Ask anyone who has done some travel how paralyzing it is not to understand or to be understood. The sense of alienation can be devastating. Like Looking at a menu and pointing at something you are not sure what it is, or thinking you ordered something to get something else totally different.

In my first trip to England as Cadet on the M/V Serra Verde, I was in a store with the Chief Steward. I had a coldsore and he tried to help by asking the store attendant for a chap stick for me. Not knowing the word in English he pointed to me and made a motion in front of his lips with his hand. The store attendant looked puzzled thinking that he wanted lipstick for me.
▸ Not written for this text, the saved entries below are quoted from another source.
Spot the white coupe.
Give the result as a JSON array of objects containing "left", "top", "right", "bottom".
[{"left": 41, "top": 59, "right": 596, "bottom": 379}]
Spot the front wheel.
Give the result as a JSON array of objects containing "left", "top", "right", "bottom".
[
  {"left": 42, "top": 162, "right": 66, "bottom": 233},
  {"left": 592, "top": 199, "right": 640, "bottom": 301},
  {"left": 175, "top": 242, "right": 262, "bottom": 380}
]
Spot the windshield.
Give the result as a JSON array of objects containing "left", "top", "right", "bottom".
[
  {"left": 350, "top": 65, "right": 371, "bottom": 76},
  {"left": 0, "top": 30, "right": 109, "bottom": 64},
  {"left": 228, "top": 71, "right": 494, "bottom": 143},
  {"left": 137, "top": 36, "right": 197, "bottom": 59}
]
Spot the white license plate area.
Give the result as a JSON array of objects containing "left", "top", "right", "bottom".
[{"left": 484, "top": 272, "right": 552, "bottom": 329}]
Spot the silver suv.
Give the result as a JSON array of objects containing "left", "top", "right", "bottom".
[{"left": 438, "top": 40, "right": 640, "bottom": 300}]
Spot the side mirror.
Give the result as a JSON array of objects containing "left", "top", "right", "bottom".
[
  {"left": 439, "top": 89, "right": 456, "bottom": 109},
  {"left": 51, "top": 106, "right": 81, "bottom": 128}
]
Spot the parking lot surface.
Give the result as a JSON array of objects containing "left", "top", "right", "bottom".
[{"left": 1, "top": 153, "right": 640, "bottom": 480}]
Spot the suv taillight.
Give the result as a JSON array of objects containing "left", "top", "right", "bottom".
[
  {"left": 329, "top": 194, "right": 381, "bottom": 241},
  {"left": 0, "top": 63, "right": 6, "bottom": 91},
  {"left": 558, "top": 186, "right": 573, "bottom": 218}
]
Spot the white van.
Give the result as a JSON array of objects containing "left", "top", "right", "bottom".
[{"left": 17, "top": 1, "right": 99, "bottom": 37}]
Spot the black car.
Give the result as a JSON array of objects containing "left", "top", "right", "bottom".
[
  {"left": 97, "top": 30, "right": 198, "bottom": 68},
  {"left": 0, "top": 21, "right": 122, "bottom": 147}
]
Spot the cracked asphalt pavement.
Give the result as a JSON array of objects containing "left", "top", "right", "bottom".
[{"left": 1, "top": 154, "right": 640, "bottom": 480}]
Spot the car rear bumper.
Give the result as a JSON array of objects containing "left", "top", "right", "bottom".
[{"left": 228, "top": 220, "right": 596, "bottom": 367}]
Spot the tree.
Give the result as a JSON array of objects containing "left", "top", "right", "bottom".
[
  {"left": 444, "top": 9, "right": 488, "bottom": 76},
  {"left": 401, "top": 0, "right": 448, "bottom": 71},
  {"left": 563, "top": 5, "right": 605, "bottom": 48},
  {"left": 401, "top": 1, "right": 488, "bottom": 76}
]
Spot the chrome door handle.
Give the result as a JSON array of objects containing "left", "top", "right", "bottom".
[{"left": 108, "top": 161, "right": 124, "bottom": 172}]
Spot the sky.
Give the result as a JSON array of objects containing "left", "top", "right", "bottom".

Electronic translation is becoming quite popular as it gets more reliable. Word processing programs caries a tab that will translate any text to almost any language. But what happens when an English phrase is translated literally by computer?
As my written Spanish is not as good as my spoken Spanish, I send an email to the duty translator with the text I needed in Spanish. I walked to the office where the lady was doing her work and found to my amazement that she was using the computer to translate the text. However, the computer translation for “Dear Mr. Ramon” was “Querido Sr. Ramon”. Querido in Spanish means darling, beloved. I’m glad I caught the embarrassing mistake.

In a global environment the quest for meaning and security is seriously threaten by the ability to understand and be understood; easily what we express is lost in translation.  Antoine de Saint-Exupery in The Little Prince, a fable of love and loneliness, says that “Language is the source of misunderstanding.” Yet, the book was translated into more than 250 languages.